Déjà au cours de la Première Guerre mondiale, il fut déporté par les Allemands. Il s'évada en 1918, fut repris et interné jusqu'à la fin des hostilités.
Vingt-trois ans plus tard, en 1941 et devenu entre-temps major aviateur à l'Aéronautique Militaire, il récidiva et s'évada de Belgique occupée par la France. Il fit quelques prisons en Espagne pour échouer finalement à Miranda. Comme la plupart des Belges, passés par Miranda de Ebro, Lucien Leboutte s'y déclara de nationalité canadienne, fut inscrit comme tel, se retrouva sur la liste des sujets britanniques et fut expulsé, cinq mois plus tard, à Gibraltar d'où il atteignit finalement l'Angleterre. Arrivé là, il remua ciel et terre pour entrer le plus rapidement possible dans la R.A.F. Comme d'autres Belges, il se présenta dans un centre de recrutement où l'on s'intéressait plus spécialement à des pilotes brevetés. Il lui fut répondu que, malgré toutes ses heures de vol et sa grande expérience, sa candidature ne pouvait être acceptée parce qu'il " était trop vieux " pour le service aérien opérationnel. Lucien Leboutte avait à ce moment quarante-trois ans.

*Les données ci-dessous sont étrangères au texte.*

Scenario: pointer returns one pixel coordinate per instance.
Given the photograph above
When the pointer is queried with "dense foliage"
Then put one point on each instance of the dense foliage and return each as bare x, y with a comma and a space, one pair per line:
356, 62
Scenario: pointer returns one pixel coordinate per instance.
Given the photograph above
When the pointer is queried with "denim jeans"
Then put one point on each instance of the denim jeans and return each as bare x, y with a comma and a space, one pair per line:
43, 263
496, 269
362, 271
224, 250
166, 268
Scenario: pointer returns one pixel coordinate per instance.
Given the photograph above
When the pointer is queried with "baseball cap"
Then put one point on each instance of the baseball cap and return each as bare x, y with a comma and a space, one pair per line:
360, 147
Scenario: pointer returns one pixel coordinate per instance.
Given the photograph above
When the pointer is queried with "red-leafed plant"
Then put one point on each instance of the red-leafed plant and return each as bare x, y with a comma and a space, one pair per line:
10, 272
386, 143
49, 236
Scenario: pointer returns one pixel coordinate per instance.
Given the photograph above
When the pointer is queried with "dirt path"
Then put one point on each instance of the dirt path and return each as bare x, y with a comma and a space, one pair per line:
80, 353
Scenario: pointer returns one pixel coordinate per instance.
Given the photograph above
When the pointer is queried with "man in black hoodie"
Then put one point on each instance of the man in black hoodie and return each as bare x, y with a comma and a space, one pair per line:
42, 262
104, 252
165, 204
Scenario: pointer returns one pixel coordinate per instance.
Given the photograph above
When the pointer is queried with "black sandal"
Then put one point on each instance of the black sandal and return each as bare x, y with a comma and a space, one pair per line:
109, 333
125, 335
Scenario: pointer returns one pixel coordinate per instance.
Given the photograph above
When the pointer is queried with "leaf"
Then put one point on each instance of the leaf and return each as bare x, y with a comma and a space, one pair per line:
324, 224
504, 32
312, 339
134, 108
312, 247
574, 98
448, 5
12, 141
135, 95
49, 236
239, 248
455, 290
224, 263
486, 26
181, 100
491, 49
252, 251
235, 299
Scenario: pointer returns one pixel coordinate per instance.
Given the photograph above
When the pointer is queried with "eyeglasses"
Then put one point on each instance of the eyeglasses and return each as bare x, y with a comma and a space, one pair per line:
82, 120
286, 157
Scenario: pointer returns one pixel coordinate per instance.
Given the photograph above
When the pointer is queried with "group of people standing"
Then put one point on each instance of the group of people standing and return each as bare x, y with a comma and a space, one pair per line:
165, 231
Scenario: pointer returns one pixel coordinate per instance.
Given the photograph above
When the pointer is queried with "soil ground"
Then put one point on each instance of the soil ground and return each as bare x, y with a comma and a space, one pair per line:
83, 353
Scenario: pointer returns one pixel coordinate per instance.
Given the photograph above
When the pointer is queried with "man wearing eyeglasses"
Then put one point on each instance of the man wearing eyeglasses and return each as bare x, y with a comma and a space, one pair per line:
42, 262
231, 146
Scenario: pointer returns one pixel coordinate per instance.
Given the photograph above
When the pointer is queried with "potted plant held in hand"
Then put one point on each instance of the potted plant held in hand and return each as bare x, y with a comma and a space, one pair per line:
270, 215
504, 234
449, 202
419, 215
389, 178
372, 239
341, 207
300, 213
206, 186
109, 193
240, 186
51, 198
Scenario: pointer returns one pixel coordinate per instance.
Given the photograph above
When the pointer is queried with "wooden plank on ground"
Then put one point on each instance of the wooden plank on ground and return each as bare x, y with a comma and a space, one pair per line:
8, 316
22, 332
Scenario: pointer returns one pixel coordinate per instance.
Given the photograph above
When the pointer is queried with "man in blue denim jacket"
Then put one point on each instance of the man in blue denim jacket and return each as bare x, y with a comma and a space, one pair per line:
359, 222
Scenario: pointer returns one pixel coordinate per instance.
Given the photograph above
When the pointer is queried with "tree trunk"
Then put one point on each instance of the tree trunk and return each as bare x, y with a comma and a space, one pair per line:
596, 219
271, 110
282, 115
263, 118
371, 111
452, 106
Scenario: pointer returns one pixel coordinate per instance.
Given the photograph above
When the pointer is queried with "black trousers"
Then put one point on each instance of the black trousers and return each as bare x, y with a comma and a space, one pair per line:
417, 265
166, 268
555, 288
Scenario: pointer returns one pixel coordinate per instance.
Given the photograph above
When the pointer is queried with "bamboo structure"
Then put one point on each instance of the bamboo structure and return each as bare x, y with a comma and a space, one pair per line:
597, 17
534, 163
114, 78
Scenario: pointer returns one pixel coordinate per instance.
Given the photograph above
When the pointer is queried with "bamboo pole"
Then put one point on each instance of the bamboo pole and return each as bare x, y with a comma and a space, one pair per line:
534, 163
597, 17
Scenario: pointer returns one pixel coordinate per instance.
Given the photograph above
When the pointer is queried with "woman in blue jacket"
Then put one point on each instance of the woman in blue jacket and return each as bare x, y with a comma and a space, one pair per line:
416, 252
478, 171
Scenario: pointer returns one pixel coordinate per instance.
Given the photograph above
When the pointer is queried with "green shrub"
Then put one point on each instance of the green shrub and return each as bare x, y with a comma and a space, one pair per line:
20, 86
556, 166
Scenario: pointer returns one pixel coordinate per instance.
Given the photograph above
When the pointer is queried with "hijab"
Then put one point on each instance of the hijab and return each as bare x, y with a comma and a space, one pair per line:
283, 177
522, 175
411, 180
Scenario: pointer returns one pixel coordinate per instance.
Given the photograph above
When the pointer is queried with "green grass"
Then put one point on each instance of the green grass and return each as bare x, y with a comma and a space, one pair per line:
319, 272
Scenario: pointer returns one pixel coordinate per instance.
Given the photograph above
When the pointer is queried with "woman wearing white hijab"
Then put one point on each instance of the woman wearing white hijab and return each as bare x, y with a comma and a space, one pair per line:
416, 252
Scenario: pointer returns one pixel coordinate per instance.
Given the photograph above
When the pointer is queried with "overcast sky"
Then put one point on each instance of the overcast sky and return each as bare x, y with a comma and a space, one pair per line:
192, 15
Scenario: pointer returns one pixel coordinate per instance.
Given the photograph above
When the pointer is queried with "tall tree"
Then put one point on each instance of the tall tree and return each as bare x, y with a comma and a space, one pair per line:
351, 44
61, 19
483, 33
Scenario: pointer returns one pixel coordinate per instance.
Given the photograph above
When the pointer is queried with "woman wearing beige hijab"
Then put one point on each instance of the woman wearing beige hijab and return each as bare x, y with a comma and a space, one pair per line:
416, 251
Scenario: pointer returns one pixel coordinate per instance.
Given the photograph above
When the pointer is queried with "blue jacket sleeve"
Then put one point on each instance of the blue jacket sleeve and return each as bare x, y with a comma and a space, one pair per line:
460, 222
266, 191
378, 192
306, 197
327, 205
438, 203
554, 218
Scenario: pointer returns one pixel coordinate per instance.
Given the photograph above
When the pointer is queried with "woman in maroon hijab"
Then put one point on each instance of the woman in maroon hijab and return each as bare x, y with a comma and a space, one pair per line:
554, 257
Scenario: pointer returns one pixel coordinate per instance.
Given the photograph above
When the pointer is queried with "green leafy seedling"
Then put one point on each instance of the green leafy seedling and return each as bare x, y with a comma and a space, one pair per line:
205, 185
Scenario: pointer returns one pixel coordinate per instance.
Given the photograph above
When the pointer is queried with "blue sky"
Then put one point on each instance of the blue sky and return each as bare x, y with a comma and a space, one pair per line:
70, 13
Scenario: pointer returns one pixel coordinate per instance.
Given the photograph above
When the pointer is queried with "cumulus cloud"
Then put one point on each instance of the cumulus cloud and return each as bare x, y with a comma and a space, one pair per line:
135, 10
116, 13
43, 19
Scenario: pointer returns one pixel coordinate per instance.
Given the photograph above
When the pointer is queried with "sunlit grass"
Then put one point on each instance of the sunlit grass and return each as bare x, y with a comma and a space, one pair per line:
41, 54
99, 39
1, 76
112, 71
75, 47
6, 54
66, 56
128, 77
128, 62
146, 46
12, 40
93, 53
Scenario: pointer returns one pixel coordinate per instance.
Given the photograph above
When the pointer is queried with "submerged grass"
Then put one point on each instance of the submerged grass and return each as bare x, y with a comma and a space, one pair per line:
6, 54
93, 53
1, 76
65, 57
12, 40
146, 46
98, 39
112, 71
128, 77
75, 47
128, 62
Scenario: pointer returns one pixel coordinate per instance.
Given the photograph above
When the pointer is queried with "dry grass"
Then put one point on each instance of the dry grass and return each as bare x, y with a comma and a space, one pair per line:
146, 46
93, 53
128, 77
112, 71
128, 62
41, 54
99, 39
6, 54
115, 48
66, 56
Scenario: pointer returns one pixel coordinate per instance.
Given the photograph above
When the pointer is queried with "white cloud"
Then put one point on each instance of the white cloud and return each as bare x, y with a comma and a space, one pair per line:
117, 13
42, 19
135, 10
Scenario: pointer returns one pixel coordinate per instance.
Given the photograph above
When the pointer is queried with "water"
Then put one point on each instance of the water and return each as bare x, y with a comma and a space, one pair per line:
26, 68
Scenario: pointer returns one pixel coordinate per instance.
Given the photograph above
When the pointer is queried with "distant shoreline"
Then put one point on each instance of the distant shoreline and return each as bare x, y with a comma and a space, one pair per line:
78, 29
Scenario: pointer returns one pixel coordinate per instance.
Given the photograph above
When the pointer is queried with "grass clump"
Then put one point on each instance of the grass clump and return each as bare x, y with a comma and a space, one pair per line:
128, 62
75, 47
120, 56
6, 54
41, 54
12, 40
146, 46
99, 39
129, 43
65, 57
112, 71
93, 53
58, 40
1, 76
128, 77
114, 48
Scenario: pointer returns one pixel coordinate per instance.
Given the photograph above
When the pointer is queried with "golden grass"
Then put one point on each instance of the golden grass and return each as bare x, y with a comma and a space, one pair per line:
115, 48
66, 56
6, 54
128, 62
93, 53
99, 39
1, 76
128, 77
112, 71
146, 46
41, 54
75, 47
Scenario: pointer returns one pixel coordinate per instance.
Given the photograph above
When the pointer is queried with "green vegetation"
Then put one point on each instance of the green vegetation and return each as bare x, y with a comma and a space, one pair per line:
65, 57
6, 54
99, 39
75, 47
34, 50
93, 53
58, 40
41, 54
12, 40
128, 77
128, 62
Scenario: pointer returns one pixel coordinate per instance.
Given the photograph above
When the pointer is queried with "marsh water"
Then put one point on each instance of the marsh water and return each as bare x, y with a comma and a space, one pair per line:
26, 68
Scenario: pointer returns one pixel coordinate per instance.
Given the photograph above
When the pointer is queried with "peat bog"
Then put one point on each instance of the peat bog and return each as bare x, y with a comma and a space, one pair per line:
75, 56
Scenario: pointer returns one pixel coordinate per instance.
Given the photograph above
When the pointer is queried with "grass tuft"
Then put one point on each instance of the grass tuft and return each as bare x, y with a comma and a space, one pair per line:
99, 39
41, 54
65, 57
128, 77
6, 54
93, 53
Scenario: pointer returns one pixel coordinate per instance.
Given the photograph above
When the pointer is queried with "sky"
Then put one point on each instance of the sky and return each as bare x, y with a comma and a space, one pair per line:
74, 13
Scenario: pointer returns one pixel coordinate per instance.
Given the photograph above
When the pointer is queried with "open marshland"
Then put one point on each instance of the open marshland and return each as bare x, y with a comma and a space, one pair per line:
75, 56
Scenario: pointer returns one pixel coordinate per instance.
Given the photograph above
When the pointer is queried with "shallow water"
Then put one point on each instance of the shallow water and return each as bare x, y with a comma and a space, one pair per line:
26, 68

Comment rajeunir de 10 ans.

Fort de cette expérience, décevante pour lui, mais nullement découragé, il rentra à Londres et se procura une nouvelle pièce d'identité pour un Leboutte rajeuni de dix ans. Quelques jours plus tard il frappa à la porte d'un autre centre qu'on lui avait recommandé comme service de recrutement de pilotes de chasse de nuit.
En fait, ce centre ne recrutait personne mais il était chargé de sélectionner parmi des pilotes, chasseurs de jour, des éléments pouvant convenir pour la chasse de nuit.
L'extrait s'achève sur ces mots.